Purpose: To evaluate the frequency and the association of Thrombospondin 1 (THBS1) gene single nucleotide polymorphisms (SNPs) in Asian Indian patients with optical full thickness corneal grafting surgery. Methods: Prospective case–control analysis of optical penetrating keratoplasty patients with and without immune rejection and controls for genotyping of 3 THBS1 gene SNPs (rs1478604 A>G; rs2228261 C>T; rs2228262 A>G) by Amplification Refractory Mutation System-Polymerase Chain Reaction (ARMS PCR). Results: Among 58 patients [45 with immune allograft rejection (DNA isolation was possible in 38 samples) and 13 without immune corneal allograft rejection] and 65 controls, allele frequencies observed for rs1478604 (A>G) are A: 69.7% and 72.6%, G: 30.2% and 27.3%; for rs2228261 (C>T) are T: 70.2% and 62.3%, C: 29.7% and 37.6%; and for rs2228262 (A>G) A: 97.4% and 98.4%; G 2.5% and 1.5% respectively. Genotype frequencies were rs1478604 (A>G) AA: 57.8% and 59.3%, AG 23.6% and 26.5%; GG 18.4% and 14%; for rs2228261 (C>T) TT: 40.5% and 33.8%, TC: 59% and 56.9%, CC: 0% and 9.2%; for rs2228262 (A>G) AA: 94.8% and 96.8%, AG: 5.1% and 3.1% in rejection and controls respectively. The allele and genotype frequency for the 3 described THSB1 SNPs did not show any difference between the corneal graft immune rejection patients and controls. Conclusion: Asian Indian population evaluated for THBS1 gene SNPs by ARMS PCR genotyping in Asian Indian population did not show any genetic association to immune rejection occurrence in our study.

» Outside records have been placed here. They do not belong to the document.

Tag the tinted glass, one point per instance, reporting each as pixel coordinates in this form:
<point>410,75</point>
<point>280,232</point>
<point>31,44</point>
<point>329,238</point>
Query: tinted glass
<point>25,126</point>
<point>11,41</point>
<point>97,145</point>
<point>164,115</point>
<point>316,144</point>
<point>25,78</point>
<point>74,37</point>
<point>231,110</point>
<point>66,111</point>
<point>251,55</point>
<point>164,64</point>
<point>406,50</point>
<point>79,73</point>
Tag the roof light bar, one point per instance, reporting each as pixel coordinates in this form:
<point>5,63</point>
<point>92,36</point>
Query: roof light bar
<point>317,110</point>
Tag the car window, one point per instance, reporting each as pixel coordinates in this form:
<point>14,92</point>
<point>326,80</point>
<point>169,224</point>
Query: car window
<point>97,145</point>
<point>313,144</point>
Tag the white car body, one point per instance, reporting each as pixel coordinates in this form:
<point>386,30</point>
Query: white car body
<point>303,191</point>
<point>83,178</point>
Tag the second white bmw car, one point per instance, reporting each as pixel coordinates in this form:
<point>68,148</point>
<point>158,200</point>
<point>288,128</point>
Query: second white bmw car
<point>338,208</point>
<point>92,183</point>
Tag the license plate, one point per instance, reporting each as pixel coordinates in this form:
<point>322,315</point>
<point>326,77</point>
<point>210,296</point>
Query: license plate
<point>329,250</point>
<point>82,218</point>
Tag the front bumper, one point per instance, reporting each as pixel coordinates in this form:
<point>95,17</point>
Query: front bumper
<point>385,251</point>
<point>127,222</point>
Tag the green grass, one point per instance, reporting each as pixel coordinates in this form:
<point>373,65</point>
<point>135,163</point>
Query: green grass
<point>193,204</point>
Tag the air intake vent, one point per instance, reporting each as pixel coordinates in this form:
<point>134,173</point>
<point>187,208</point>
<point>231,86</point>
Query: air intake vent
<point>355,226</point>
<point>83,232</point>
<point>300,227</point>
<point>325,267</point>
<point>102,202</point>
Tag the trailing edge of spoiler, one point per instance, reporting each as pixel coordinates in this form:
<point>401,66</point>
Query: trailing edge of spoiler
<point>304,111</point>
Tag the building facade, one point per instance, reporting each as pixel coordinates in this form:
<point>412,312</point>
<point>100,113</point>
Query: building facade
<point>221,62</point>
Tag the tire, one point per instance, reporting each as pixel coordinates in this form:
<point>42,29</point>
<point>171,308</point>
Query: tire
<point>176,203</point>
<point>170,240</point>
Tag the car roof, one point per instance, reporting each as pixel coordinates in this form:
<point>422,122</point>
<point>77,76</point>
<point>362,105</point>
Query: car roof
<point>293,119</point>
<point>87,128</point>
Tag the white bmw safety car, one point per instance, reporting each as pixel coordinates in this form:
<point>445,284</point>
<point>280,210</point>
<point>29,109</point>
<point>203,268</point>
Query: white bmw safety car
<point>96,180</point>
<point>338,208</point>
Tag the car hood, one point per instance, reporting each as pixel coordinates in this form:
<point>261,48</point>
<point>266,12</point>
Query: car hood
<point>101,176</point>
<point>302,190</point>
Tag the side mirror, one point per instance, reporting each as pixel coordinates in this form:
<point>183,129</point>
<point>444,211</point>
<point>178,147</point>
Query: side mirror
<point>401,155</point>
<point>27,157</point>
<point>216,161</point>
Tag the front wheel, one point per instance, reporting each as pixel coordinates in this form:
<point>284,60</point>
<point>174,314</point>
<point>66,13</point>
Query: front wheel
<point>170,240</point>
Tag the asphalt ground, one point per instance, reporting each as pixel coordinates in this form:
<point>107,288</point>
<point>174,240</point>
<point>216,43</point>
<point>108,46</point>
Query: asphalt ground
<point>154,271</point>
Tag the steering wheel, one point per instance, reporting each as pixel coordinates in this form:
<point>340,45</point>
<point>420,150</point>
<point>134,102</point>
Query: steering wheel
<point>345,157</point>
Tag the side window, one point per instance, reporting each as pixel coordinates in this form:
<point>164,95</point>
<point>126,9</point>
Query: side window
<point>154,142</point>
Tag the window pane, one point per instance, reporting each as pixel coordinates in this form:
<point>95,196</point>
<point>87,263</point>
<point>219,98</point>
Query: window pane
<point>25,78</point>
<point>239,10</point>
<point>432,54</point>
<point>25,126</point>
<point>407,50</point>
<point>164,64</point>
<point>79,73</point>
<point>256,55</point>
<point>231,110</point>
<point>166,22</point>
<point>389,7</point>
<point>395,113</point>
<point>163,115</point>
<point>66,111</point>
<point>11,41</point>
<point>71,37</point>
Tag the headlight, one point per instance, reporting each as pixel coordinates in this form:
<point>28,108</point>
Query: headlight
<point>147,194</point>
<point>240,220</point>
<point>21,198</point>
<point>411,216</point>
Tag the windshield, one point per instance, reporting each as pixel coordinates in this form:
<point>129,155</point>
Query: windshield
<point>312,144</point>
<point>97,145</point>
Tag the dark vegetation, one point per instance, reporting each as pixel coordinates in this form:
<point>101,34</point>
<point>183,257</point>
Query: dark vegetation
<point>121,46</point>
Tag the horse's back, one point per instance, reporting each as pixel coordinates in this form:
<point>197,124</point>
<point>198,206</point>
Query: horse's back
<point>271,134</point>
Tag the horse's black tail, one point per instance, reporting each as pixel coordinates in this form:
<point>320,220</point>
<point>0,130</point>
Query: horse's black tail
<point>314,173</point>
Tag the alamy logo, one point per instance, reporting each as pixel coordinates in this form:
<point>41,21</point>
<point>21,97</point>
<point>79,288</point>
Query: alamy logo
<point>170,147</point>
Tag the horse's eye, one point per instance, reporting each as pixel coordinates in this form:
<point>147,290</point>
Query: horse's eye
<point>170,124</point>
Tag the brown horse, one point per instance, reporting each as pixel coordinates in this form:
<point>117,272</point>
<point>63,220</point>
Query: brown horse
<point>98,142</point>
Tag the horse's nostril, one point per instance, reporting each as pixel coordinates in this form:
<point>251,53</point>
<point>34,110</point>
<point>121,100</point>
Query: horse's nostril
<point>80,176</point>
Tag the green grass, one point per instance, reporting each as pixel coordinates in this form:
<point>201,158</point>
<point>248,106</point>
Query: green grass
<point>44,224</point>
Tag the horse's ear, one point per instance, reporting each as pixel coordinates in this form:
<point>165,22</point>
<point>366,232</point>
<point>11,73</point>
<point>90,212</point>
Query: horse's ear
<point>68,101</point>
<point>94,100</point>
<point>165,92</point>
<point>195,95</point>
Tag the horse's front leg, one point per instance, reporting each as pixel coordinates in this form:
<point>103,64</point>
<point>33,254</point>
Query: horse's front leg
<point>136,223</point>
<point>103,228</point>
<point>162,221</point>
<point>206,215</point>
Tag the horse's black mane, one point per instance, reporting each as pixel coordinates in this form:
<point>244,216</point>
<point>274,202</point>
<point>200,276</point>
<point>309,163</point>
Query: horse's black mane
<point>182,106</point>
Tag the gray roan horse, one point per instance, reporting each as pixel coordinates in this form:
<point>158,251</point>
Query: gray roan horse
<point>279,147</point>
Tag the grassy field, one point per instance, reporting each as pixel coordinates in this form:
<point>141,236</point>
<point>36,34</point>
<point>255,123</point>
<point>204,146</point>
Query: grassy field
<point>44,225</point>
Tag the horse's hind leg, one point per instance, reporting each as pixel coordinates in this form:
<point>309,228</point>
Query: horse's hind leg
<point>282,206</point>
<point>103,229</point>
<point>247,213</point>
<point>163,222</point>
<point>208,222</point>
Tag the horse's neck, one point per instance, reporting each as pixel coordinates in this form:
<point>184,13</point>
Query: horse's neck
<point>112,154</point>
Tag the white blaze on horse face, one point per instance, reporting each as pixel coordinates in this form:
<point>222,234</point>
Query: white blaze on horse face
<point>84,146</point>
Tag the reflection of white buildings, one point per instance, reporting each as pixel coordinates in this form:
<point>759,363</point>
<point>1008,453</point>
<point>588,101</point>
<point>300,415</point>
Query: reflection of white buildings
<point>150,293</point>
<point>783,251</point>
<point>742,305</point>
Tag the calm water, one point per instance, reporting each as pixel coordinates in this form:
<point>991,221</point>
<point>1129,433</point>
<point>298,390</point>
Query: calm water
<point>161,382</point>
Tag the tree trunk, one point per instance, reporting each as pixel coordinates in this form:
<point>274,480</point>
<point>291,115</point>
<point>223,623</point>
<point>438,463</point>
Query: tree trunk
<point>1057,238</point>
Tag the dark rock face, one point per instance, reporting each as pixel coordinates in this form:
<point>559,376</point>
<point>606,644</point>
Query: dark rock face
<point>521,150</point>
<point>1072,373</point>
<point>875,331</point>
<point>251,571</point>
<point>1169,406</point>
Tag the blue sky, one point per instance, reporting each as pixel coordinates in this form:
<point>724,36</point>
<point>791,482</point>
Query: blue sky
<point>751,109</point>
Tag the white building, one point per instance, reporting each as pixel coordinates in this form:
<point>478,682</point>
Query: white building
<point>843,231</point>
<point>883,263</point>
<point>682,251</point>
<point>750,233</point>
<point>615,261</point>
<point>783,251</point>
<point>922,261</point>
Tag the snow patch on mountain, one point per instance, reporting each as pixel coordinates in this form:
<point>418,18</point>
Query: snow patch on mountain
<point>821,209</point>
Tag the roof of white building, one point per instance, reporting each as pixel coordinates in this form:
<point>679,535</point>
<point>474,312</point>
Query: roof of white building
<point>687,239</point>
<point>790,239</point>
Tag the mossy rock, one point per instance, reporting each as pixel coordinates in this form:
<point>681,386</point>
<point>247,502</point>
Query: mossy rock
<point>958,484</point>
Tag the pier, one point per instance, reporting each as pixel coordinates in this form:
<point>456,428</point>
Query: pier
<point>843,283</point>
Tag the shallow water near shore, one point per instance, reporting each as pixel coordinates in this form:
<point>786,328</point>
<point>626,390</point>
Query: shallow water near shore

Keywords: Alleles, Amplification Refractory Mutation System-Polymerase Chain Reaction, corneal transplantation, genotype, rejection, single nucleotide polymorphism, thrombospondin-1


How to cite this article:
Vanathi M, Shukla R, Balakrishnan P, Dwivedi R, Gupta N, Tandon R. Evaluation of thrombospondin–1 gene polymorphisms in corneal allograft rejection in Asian Indian patients. Indian J Ophthalmol 2020;68:565-72

How to cite this URL:
Vanathi M, Shukla R, Balakrishnan P, Dwivedi R, Gupta N, Tandon R. Evaluation of thrombospondin–1 gene polymorphisms in corneal allograft rejection in Asian Indian patients. Indian J Ophthalmol [serial online] 2020 [cited 2020 Jul 10];68:565-72. Available from: http://www.ijo.in/text.asp?2020/68/4/565/280688

FNx01Winner of the Best Poster Award (Cornea and Refractive Surgery) at the All India Ophthalmological Society Annual Meeting, 2019, Indore, India




Corneal grafting or cornea transplant is the only option for replacing the diseased corneal tissue in corneal eye disease (CED) with a healthy tissue, which has been received from an organ donor. CED is one of the most common causes of blindness and affects irrespective of age and sex. Keratoplasty is the treatment of choice for replacing the diseased corneal tissue in corneal diseases with donor corneal tissue. Corneal grafting surgery has good success despite the grafts not being HLA matched. This success of human leukocyte antigen (HLA) unmatched corneal grafts with minimal immunosuppression have been attributed to the immune privilege in the anterior chamber resulting in the prevention of allograft rejection.[1] Immune graft rejection remains one of the most importance concerns for corneal graft failure. Studies have shown that corneal graft survival for all indications is 90% at one year, which declines to 70% by 5 years. In patients with corneal graft rejection, the 5-year survival is 50% which declines to less than 35% at 10 years.[2],[3] The loss of immune privilege of the cornea by the presence of stromal vascularization in all four corneal quadrants leads to an enhanced risk of rejection.[2] Rejection rates of 14% in avascular corneas have been described to increase to 32% in the presence of preoperative vascularized host corneal bed.[4]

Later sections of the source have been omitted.